A former PCAOB inspections leader who then joined the Big Four firm, she had pleaded guilty in October last year to passing on information about inspections while she was still working for the audit watchdog, and to handling stolen data which a disaffected PCAOB staff member passed on to her when she moved across to the firm.
Commenting on her sentence, Manhattan US attorney Geoffrey Berman said, “As a former employee of the PCAOB, Cynthia Holder understood the importance of the organisation’s work: to protect investors and the public by overseeing the audits of public companies. But she undermined the board’s and the SEC’s (Securities and Exchange Commission) regulatory missions when she stole confidential inspection information and provided it to KPMG, her new employer.
“KPMG, in turn, used this confidential information to cheat on PCAOB inspections. Holder’s sentence should be an example to others that stealing confidential information and corrupting regulatory processes are crimes that this office takes very seriously.”
The identity of the audits the PCAOB selects for review as part of its annual inspection of the country's largest firms are a closely held secret until just before the inspectors arrive. This is because the board wants to prevent auditors performing additional work or modifying the working papers in anticipation of the inspection.
In the run-up to the cheating scandal, KPMG had received more negative comments about the quality of its audits than its competitors.
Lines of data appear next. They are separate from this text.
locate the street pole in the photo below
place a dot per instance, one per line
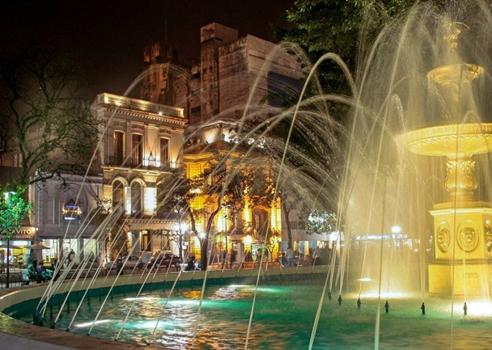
(180, 243)
(8, 262)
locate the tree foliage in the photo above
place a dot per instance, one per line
(345, 27)
(13, 211)
(45, 123)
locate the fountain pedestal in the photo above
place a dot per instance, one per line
(462, 264)
(462, 224)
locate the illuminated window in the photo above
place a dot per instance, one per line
(164, 150)
(118, 190)
(145, 241)
(71, 211)
(119, 147)
(136, 194)
(137, 150)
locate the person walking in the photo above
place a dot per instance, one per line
(289, 255)
(232, 257)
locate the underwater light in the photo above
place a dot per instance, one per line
(475, 308)
(81, 325)
(139, 298)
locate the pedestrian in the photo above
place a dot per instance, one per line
(232, 257)
(289, 255)
(70, 257)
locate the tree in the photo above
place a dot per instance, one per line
(46, 126)
(347, 28)
(13, 210)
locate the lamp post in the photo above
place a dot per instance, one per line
(13, 210)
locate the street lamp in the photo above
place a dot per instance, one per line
(13, 210)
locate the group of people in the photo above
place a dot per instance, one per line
(38, 272)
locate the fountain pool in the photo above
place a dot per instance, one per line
(283, 318)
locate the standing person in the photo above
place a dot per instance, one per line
(233, 257)
(70, 257)
(289, 255)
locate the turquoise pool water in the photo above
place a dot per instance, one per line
(283, 318)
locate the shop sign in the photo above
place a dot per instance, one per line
(25, 233)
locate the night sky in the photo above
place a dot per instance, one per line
(108, 36)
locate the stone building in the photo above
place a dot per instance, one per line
(226, 84)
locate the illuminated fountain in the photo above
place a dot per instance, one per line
(381, 188)
(462, 224)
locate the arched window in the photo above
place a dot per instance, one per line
(118, 193)
(137, 150)
(136, 199)
(164, 150)
(119, 147)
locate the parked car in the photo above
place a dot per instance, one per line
(165, 260)
(133, 260)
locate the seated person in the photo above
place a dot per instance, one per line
(283, 261)
(191, 264)
(32, 271)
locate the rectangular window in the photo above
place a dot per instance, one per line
(71, 211)
(137, 149)
(164, 151)
(145, 241)
(119, 147)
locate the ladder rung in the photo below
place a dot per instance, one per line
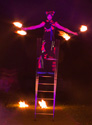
(50, 73)
(44, 113)
(45, 91)
(45, 76)
(46, 84)
(46, 98)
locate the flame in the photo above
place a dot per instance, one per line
(23, 105)
(21, 32)
(83, 28)
(17, 24)
(64, 35)
(42, 104)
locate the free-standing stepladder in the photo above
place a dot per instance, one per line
(46, 79)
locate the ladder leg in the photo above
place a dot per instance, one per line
(36, 92)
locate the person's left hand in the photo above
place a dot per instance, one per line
(75, 33)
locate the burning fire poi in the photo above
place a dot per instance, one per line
(23, 105)
(64, 35)
(21, 32)
(83, 28)
(17, 24)
(42, 104)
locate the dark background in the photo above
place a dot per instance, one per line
(75, 56)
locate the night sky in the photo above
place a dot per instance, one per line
(75, 57)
This was particularly so in 2014.
In 2015, it had upped its efforts to improve its performance and, among other measures, recruited two former PCAOB staffers, Holder and her colleague Brian Sweet.
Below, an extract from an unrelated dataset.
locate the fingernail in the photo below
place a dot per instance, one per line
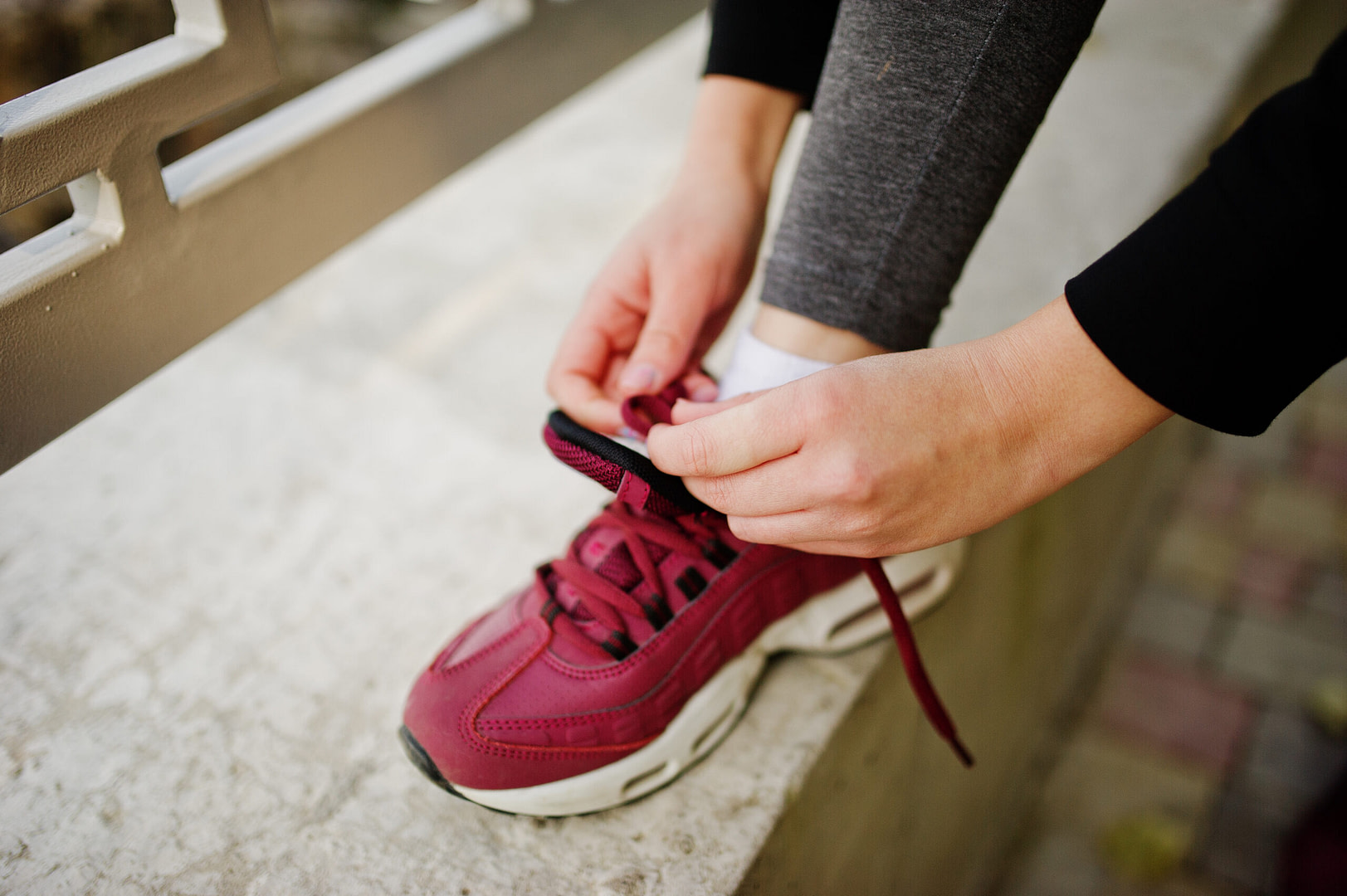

According to the indictment filed against Holder, she conspired with three senior KPMG partners – David Middendorf, KPMG’s former national managing partner for audit quality and professional practice, Thomas Whittle, KPMG’s former national partner in charge for inspections, and David Britt, KPMG’s former banking and capital markets group co-leader – as well as Sweet and Jeffrey Wada, a PCAOB staffer, to illegally acquire valuable confidential PCAOB information that would help to improve their inspection results.
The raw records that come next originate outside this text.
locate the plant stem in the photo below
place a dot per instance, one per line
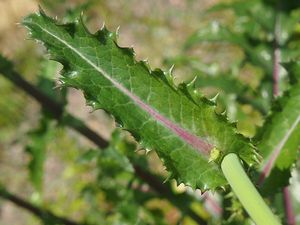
(290, 216)
(246, 192)
(71, 121)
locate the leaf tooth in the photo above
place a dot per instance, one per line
(169, 177)
(214, 99)
(144, 63)
(169, 77)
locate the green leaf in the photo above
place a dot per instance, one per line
(279, 141)
(180, 125)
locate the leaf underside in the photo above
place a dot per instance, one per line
(175, 121)
(279, 141)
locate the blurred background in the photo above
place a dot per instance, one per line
(165, 32)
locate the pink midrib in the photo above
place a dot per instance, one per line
(193, 140)
(277, 150)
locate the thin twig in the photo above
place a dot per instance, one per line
(69, 120)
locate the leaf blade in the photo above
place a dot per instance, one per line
(183, 130)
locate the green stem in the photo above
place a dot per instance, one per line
(246, 192)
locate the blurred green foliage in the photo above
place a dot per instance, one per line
(230, 48)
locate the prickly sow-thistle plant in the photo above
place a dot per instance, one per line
(199, 147)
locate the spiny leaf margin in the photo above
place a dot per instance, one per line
(184, 163)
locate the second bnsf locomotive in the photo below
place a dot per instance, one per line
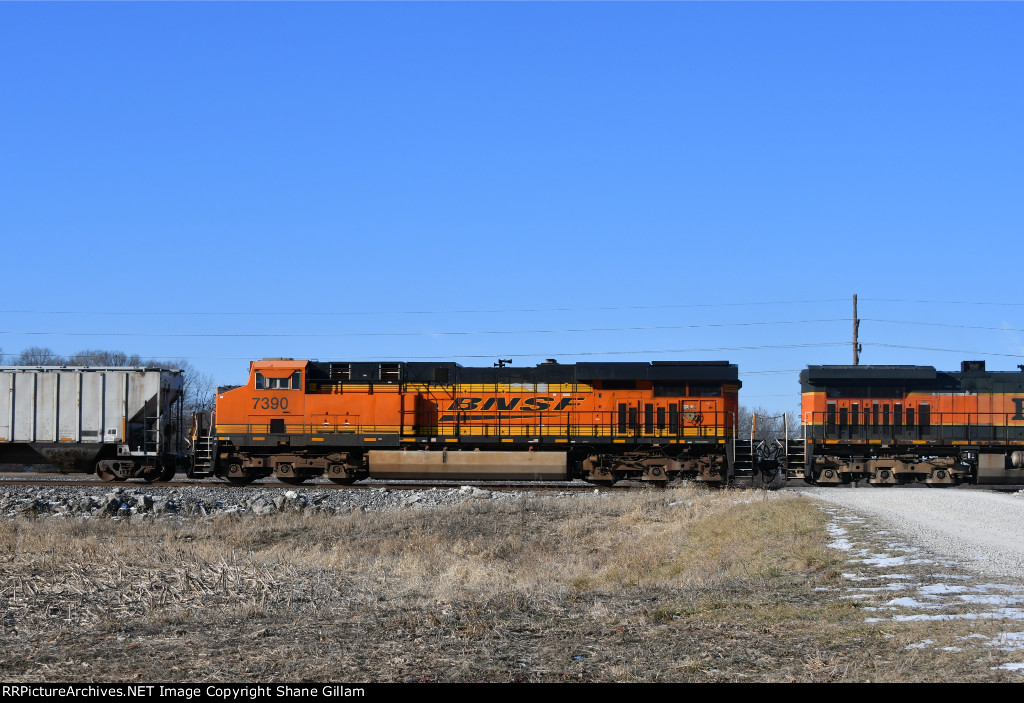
(897, 425)
(296, 420)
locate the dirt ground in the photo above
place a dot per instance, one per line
(676, 585)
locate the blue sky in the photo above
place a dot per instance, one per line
(468, 181)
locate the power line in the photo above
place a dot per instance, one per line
(292, 313)
(940, 324)
(951, 351)
(449, 357)
(942, 302)
(414, 334)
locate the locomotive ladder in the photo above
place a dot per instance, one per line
(204, 447)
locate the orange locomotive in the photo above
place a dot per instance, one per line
(896, 425)
(348, 421)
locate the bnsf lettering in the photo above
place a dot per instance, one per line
(543, 402)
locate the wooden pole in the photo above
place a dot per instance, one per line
(856, 326)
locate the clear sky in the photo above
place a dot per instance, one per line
(473, 181)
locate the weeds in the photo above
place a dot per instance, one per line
(681, 584)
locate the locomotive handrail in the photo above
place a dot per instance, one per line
(939, 428)
(713, 425)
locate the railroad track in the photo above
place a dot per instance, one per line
(54, 480)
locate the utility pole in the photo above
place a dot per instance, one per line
(856, 327)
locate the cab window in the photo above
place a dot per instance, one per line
(283, 384)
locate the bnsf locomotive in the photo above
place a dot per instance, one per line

For instance, while she was still employed by the PCAOB but seeking to join KPMG, she passed on information about certain future inspections to Sweet who was already employed by the firm. She also continued to work on KPMG inspections.
When she was offered a job at KPMG, she stole more information before she left the PCAOB which she gave to Sweet, her new boss.
Once she was installed at KPMG, she continued to handle stolen PCAOB information supplied by Wada, who had been passed over for promotion at the regulator. The data included the PCAOB’s 2016 confidential list of inspection selections.
When the list reached Middendorf, Whittle and Britt, they decided to launch a stealth programme to “re-review” the targeted audits. “The stealth review programme allowed KPMG to double-check its audit work, strengthen its working papers, and, in some cases, identify deficiencies or perform new audit work that had not been done during the live audit,” the indictment says.
In January 2017, Wada provided KPMG with a provisional list of 2017 inspection selections. Whittle then asked Sweet to confirm when they would get the final list. A month later, Wada texted Holder to say, “I have the grocery list… All the things you’ll need for this year”. He then spoke to her and gave her the confirmed list.
Middendorf, Whittle and Sweet decided to let the relevant engagement partners in on the scheme “so that extra attention could be paid to these audits in light of the forthcoming PCAOB inspections”. However, one of the engagement partners reported the matter and KPMG launched an internal investigation. Holder and Sweet then set about destroying evidence in an effort to cover their tracks.
Although Holder was not fined by the court alongside her prison sentence, she will face restitution proceedings at a later stage.
The PCAOB has assessed its losses over the leaks at $829,863 (£687,316) in employee time, a claim that the judge in Holder’s case accepted.
Holder is the first of the group to be sentenced. Three of her co-defendants – including Middendorf – are waiting to be sentenced and a fourth goes to trial later in the year.